Internet and Email Security

[bootneck02]

My email account had been compromised and just a warning to other members that it is happening. I had thousands of emails so much so it crashed my Internet providers servers and my operating system. With the help of my Internet provider now back on the run but my advice to all is to have a password that is at least 10 figures long and is a jumble of Letters and Numbers long. To rectify the problem I had to reinstall my OS change my email account name and my passwords all a dam nuisance and took time to rectify. Perhaps Ian could put out a warning to members this is happening as it seems to be a thing which is happening more frequently now

 

[Ian]

Out of interest, was it an e-mail account with your ISP or one from a 3rd party provider (gmail, Yahoo, Hotmail, etc...)? I guess it was the former? ISP email addresses tend to have fewer methods of detecting intrusions and unauthorised access, whereas something like a gmail account can have 2-factor authentication or clever methods of detecting suspect access. It may be worth trying somewhere else for your e-mail?

It also may be worth checking your old e-mail account in this "pwned" database and see if it appears:

https://haveibeenpwned.com/

If your e-mail account had the same password that was on a compromised site that stored passwords insecurely, that may explain how it was taken ownership of.

 

[bootneck02]

Thanks Ian, I have been on the site and checked my old email address and my new one and the site confirmed the old one had been breached, the new one OK. I think this goes back to 2016 when Mint distros were attacked in 2016 and a lot of data was stolen from PC's.

 

[V_R]

Mint distros were attacked

I thought Linux was immune to stuff like that?

 

[EvanDavis]

I thought Linux was immune to stuff like that?

 

[bootneck02]

So did I but not going back to Microcrap as they seem to think the OS you bought is theirs and want all the information of what you are doing.

 

[bootneck02]

I thought Linux was immune to stuff like that?

So was I but there seems to have been a hole in Cinnamon now patched but the problem for me was that it not only took down my email but also my internet provider's servers which caused them a problem. But all solved now BUT it does reinforce the advice of Internet security people to have a password of 10 or more letters and numbers for email and other passwords for software.

 

[Urmas]

I think this goes back to 2016 when Mint distros were attacked in 2016 and a lot of data was stolen from PC's.

Hmmmmm...

Might be possible — but only if you had installed Mint Cinnamon 17.3 using an ISO downloaded on Feb 19-21 (2006), downloaded via FTP (NOT via torrents or via a direct HTTP).

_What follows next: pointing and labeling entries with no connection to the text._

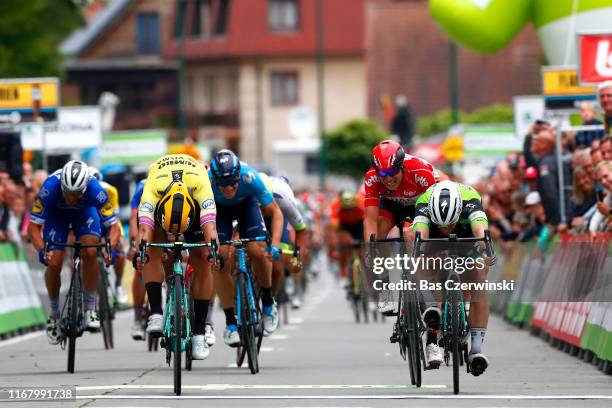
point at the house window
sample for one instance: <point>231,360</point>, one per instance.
<point>147,33</point>
<point>284,88</point>
<point>284,15</point>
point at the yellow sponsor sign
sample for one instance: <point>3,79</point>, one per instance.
<point>563,82</point>
<point>15,94</point>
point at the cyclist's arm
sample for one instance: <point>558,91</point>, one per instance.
<point>273,210</point>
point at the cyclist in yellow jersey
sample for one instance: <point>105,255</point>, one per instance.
<point>178,199</point>
<point>118,253</point>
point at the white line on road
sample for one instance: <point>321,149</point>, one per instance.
<point>353,397</point>
<point>20,339</point>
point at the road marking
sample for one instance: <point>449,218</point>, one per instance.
<point>256,386</point>
<point>20,339</point>
<point>351,397</point>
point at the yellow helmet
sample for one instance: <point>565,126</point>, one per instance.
<point>176,209</point>
<point>348,201</point>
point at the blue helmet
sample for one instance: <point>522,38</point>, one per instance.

The Linux Mint user forum was also compromised. User data ((usernames, passwords, additional personal data) was stolen and offered up for sale. So, people whose forums password is the same as their email password ended up the proverbial creek with rather a serious paddle deficiency.

http://blog.linuxmint.com/?p=2994
https://threatpost.com/linux-mint-website-hacked-isos-replaced-with-backdoored-versions/116370/
http://www.csoonline.com/article/30...ata-up-for-sale-iso-downloads-backdoored.html

 

[Abarbarian]

I thought Linux was immune to stuff like that?

No one is immune from attacks. It is the quality of defense that makes linux a much safer os than the commercial alternatives.

 

[bootneck02]

Yes at that time I was using 17.3. But it seems strange that the attack only happened 2 weeks agoAlso it did not attack me personally but my Internet provider which caused them a problem.on my email account.

 

[V_R]

Looks like we hooked a live one boys, reel 'em in!